Common Branding Terms Cheat Sheet
Product marketing and branding ensure your products make an impression on the right customers or target consumers. But with complicated brand terms and infinite acronyms, it can get a little confusing. We took our branding lingo and broke them down into 20 simple definitions. Consider it your cheat sheet for brand marketing.

In today’s hyper-competitive world, it’s never been more important to have a stellar brand. Product marketing and branding ensure your products make an impression on the right customers or target consumers. But with similar terms like “Brand Positioning”, “Brand Voice”, and “RTB” thrown around, it can be hard to decipher what’s what.

We took our branding lingo and broke them down into 20 simple definitions. Consider it your cheat sheet for brand marketing.


20 Common Brand Terms:

1. Brand: All elements of a company or product’s look and feel, personality, and marketing. This encompasses every creative or marketing element of the company, including the name, logo, packaging design, advertising look and feel, messaging tone of voice, product assortment, innovation pipeline, customer experience, digital advertising, social media presence, and more

2. Brand Strategy: The blueprint for how your brand and customer experience come to life through design, messaging, products, advertising, and activations

3. Brand Positioning: The place you want to own in the target consumer's mind; often in relation to other competitive products or brands that solve a similar need.

4. Mission & Vision:

     Mission statement: The mission is the "how" — it clearly defines the company’s business objectives and its approach to reaching those objectives. Your mission is what the company will do in order to achieve the vision.  

     Vision statement: The vision is your internal "why" — describes the desired future position of the company and the ultimate goal of what the company wants to accomplish.

5. Brand Purpose: The “why” behind what you do and the higher order reason that your brand exists beyond simply to make money. Brand Purpose is the external way you talk about your Vision Statement.

6. RTB: Reasons to believe (RTBs) are the functional support and product benefits to back up a more emotional positioning

     Positioning: Choosy moms choose Jif.

     RTB: ... because our peanuts are always fresh-roasted to make a nutritious spread that kids find delicious.

7. Brand Manifesto: Longer-form narrative that explains your brand’s positioning and purpose. Manifestos are often written in a way that motivate employees or rally consumers around a common mission

8. Visual Identity: The complete design system that makes up your brand, including logo, packaging, color palette, typography, brand photography/illustration, icon system, etc.

9. Brand Architecture: A tool that organizes your brands, sub-brands, and products/services in a clear hierarchy so customers can easily find the best product for them

10. Brand Personality: The traits that define who our brand looks, feels, sounds, and acts like, and sometimes more importantly, who our brand doesn’t look/feel/sound/act like

11. Voice and Tone: The way the brand sounds in messaging, from word choice to grammar(!)

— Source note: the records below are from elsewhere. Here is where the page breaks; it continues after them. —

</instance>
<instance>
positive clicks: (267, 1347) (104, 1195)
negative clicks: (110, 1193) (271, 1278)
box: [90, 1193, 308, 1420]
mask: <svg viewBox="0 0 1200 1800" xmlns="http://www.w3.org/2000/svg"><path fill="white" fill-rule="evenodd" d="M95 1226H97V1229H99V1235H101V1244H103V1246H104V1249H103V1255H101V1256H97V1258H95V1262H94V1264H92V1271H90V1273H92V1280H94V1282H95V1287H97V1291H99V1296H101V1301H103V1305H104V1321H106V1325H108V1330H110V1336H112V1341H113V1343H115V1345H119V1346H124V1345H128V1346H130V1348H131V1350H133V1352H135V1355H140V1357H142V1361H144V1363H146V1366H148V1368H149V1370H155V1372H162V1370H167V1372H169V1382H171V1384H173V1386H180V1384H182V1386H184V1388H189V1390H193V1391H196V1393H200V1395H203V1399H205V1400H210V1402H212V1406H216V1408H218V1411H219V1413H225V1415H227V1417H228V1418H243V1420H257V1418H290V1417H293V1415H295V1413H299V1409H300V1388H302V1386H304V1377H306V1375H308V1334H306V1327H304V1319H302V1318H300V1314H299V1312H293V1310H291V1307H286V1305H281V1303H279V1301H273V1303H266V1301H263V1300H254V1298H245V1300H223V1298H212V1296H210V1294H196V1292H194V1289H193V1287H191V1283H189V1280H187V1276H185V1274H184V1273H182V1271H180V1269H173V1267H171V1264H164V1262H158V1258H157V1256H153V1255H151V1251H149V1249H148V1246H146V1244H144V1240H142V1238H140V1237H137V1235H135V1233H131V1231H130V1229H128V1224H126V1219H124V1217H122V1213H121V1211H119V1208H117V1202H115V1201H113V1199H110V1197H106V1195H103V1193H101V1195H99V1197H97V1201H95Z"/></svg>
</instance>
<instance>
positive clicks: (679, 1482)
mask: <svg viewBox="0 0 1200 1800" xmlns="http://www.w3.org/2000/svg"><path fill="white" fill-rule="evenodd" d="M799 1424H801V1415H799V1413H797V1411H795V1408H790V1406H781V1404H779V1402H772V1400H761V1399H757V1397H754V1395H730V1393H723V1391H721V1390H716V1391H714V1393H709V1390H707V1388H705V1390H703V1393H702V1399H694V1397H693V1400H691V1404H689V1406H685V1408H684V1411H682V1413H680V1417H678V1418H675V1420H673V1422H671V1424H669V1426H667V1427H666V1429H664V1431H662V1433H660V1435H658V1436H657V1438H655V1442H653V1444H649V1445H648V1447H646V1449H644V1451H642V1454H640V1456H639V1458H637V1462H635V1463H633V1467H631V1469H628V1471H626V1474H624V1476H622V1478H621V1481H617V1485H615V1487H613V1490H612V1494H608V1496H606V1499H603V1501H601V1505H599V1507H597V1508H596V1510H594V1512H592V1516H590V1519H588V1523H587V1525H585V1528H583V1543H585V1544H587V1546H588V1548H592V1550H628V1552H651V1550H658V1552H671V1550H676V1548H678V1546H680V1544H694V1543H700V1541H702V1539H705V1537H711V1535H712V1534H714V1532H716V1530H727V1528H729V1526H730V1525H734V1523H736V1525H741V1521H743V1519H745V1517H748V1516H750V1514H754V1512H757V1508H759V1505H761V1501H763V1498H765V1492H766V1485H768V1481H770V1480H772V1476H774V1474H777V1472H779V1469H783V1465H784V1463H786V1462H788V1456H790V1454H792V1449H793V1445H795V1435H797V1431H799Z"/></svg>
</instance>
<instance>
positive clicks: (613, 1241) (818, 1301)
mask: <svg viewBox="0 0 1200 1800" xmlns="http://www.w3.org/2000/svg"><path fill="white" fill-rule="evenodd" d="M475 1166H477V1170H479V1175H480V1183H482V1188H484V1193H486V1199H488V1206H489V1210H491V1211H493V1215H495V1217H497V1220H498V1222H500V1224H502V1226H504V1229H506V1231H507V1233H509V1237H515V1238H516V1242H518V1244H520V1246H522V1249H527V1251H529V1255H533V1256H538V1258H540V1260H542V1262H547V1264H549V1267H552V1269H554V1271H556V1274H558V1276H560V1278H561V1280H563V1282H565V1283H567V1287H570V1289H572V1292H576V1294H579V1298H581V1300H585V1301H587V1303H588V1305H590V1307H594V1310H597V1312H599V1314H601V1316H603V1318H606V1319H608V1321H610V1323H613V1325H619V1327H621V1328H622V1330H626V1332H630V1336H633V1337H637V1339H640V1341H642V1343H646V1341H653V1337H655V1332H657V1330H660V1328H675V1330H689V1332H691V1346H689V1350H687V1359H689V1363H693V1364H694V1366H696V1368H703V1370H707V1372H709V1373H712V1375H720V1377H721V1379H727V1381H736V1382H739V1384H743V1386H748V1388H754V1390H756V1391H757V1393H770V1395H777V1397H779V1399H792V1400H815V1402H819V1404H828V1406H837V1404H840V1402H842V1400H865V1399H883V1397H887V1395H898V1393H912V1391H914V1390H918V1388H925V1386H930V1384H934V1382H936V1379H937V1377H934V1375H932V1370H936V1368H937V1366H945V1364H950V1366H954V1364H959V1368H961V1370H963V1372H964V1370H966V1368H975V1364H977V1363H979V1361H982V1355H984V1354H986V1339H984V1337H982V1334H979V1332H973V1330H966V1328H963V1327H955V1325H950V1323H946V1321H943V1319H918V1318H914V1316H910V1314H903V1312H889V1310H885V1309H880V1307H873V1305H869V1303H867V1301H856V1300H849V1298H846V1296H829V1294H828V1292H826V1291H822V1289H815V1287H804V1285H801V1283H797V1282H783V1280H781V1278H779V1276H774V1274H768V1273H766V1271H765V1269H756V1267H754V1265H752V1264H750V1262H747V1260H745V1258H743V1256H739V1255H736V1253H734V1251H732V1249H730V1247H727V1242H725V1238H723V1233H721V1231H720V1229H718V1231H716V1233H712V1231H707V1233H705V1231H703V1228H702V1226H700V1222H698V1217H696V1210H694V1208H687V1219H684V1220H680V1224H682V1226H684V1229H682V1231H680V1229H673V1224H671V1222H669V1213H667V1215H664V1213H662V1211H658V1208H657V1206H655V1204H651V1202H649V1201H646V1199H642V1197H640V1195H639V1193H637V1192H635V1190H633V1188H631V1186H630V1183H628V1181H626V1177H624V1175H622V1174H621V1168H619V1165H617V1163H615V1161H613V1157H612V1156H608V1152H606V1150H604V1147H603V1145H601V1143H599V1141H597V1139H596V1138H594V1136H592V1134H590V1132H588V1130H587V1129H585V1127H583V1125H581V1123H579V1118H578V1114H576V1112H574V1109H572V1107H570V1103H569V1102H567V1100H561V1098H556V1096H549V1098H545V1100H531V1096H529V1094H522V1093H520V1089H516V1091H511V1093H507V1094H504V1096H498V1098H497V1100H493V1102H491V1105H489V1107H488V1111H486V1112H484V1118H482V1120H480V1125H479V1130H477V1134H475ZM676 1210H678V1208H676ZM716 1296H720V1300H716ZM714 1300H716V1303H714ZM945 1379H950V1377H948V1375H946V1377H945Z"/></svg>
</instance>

12. UX: User Experience (UX) is the way your customer interacts with your products or services; often refers to a digital interface

13. CX: Customer experience (CX) is how customers experience your product or brand over a long period of time

14. Customer Journey: The end-to-end process that a customer goes through over time with your brand or product. Can be regarding a specific purchase or more broadly how (s)he might find, adopt, and use your product

15. Consumer Insights: Research on your consumer or customer. Can be done through qualitative (conversation-based) or quantitative (numerical data-based) methodologies

16. IDIs: In-Depth-Interviews (IDIs) are conversations with consumers about a specific topic

17. Ethnographies: The study of someone’s life. Can be done through a mobile app or in-home.  

18. Segmentation: A survey methodology that divides a broad market into sub-groups of consumers, current or potential, based on shared characteristics or demographics

19. DTC: Direct-to-Consumer (DTC) products can be sold to consumers without going through a 3rd party retailer, e.g., Warby Parker, Casper, Dollar Shave Club. Some DTC brands have grown enough to move into brick-and-mortar retailers; however, they are unlike traditional "mall" shopping experiences because the in-person shopping experience is meant to be another form of marketing and to deepen relationships with their consumers.